Monday, April 09, 2012

Collecting Video Assessments

This week I had the opportunity to work with one of our Pre-Kindergarten teachers who records students and shares those videos with their parents. I've always felt that seeing a student explain their learning trumps any score that we as educators may place upon the work. This setup has the additional bonus of creating an academic history automatically for them. How powerful will it be to give parents a stream of videos of their children learning as a 1st graders, 5th graders, 7th graders and so on.

The biggest limitation to this idea is teachers not having the time to make it happen. Once again we go to the kids to take ownership of their work and manage the process. There are very different  technological expectations depending on the age level, so I cover three possible scenarios: 



Pre-Kindergarten to 3rd Grade 
(or students who are not able to operate a camera)

   STEP 1) Teacher sets up the camera 
              (or when appropriate has an older student help out.)
   STEP 2) Uploads the video into the child's Google Docs.
   STEP 3) Puts the video into a Collection shared with the teacher.

    A couple notes here, we are using a Kodak Zi8 camera similar to the popular Flip camera. Alternatively, you can get an Eye-Fi SD-Card which automatically uploads the video or picture to your own account. The teacher then has to share the video with the student for their parents to see.






4th Grade to 6th Grade 
(or students that are capable of uploading videos, but do not have a one to one device with a camera)

   STEP 1) Student records video with a camera or iPod Touch.
   STEP 2) Student sends the video or picture to their own Picasa Web Album.
The album is shared with their teacher, this only has to be done once.




7th Grade to 12th Grade
(or students who can record and upload on their own.)

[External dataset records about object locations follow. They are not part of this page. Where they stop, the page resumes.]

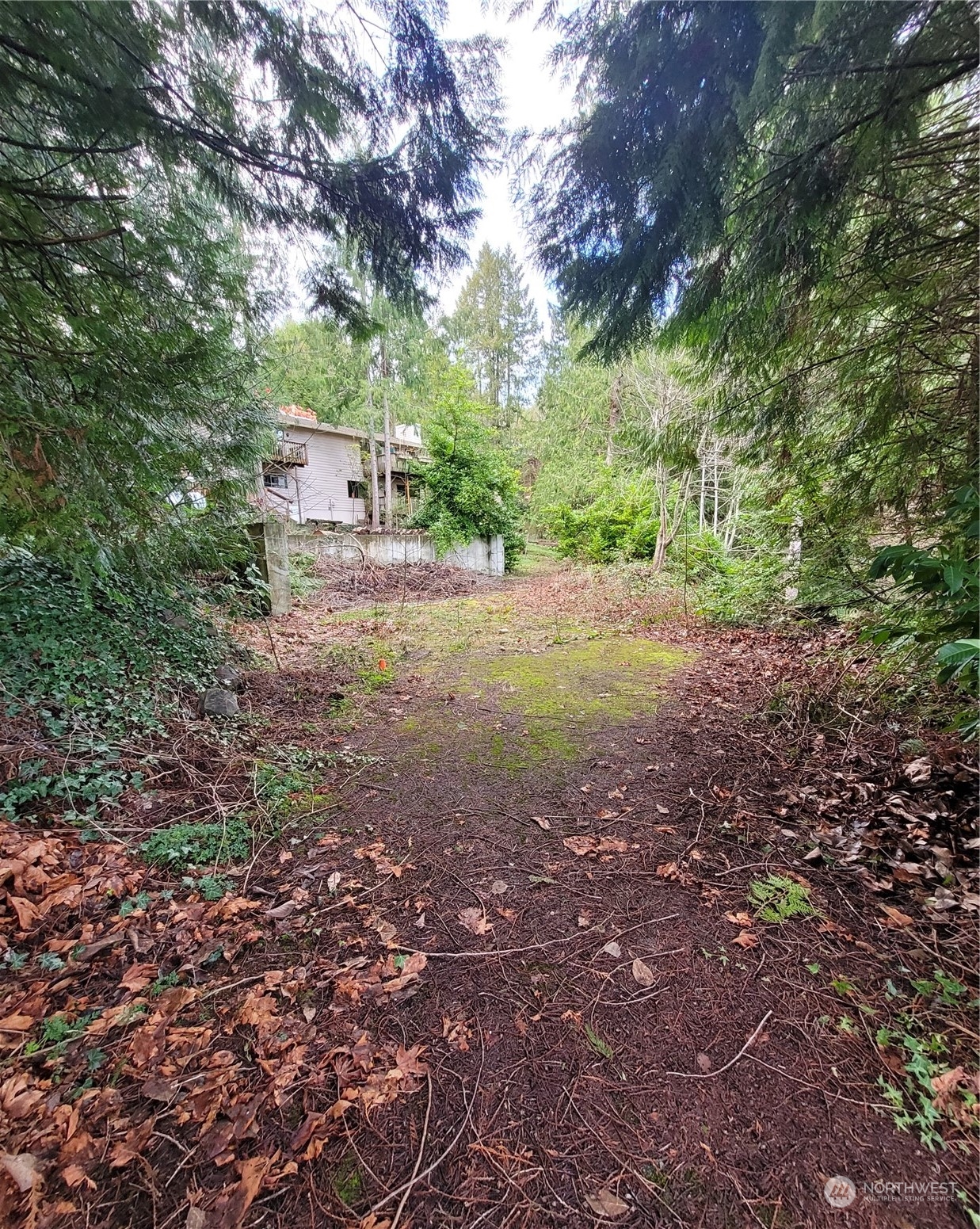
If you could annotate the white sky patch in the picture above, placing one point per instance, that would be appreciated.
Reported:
(536, 100)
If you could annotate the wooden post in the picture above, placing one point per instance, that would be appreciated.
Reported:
(270, 540)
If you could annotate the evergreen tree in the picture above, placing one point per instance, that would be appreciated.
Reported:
(142, 145)
(792, 189)
(495, 330)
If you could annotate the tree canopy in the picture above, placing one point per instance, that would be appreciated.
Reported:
(790, 191)
(495, 330)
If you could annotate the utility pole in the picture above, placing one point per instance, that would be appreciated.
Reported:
(374, 455)
(387, 437)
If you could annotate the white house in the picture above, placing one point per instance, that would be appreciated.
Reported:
(318, 471)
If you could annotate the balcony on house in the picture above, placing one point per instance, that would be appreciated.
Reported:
(288, 452)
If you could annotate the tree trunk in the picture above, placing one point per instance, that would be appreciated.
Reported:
(701, 499)
(616, 410)
(715, 513)
(388, 521)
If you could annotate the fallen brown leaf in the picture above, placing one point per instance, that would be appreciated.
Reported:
(605, 1204)
(644, 974)
(475, 919)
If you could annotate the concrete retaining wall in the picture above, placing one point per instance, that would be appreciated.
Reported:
(395, 550)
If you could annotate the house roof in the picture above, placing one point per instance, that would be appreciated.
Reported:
(308, 424)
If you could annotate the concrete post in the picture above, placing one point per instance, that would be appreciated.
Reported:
(272, 550)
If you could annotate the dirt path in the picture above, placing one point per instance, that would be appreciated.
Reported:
(510, 910)
(562, 811)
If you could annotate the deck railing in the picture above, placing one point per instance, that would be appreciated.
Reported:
(289, 452)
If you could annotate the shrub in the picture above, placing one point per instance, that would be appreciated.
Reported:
(198, 845)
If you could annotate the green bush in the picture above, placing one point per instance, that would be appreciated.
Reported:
(937, 605)
(199, 845)
(95, 658)
(87, 664)
(614, 526)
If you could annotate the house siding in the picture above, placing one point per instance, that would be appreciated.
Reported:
(318, 490)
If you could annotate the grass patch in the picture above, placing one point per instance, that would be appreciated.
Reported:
(778, 899)
(198, 845)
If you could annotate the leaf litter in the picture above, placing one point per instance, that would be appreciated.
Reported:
(220, 1062)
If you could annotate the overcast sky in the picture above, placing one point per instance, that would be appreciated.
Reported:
(536, 100)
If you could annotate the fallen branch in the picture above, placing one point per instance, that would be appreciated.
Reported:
(535, 947)
(418, 1177)
(731, 1062)
(414, 1177)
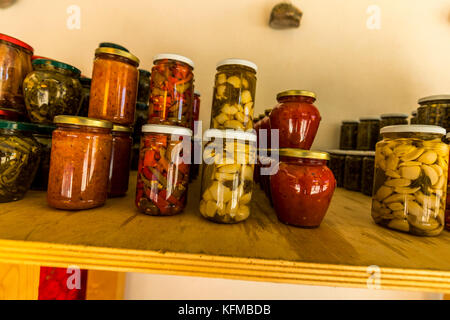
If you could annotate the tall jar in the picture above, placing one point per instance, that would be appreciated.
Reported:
(119, 170)
(411, 165)
(52, 89)
(349, 133)
(79, 163)
(227, 181)
(302, 187)
(114, 86)
(234, 95)
(163, 173)
(15, 64)
(368, 132)
(171, 90)
(19, 159)
(296, 118)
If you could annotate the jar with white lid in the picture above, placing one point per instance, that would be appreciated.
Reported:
(411, 167)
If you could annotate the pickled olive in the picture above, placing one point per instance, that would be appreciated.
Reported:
(234, 95)
(411, 167)
(171, 90)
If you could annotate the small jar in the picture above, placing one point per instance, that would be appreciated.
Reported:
(114, 86)
(368, 132)
(393, 119)
(171, 90)
(119, 170)
(349, 133)
(79, 163)
(296, 118)
(302, 187)
(52, 89)
(367, 175)
(227, 181)
(15, 64)
(234, 95)
(19, 159)
(43, 135)
(163, 173)
(411, 165)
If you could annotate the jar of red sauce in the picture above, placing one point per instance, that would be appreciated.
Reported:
(119, 171)
(79, 163)
(296, 118)
(302, 187)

   STEP 1) Student records them self with their webcam.
   STEP 2) Student uploads the video to their Google Docs.
   STEP 3) Student slides video into Collection shared with their teacher.
 


This is a terrific way to capture quick reflections by the students. The video adds an element to the conversation by essentially formalizing an informal assessment. It's something you might just ask generally in the class, but with the video you get to see each students reaction singularly without the distractions of the classroom.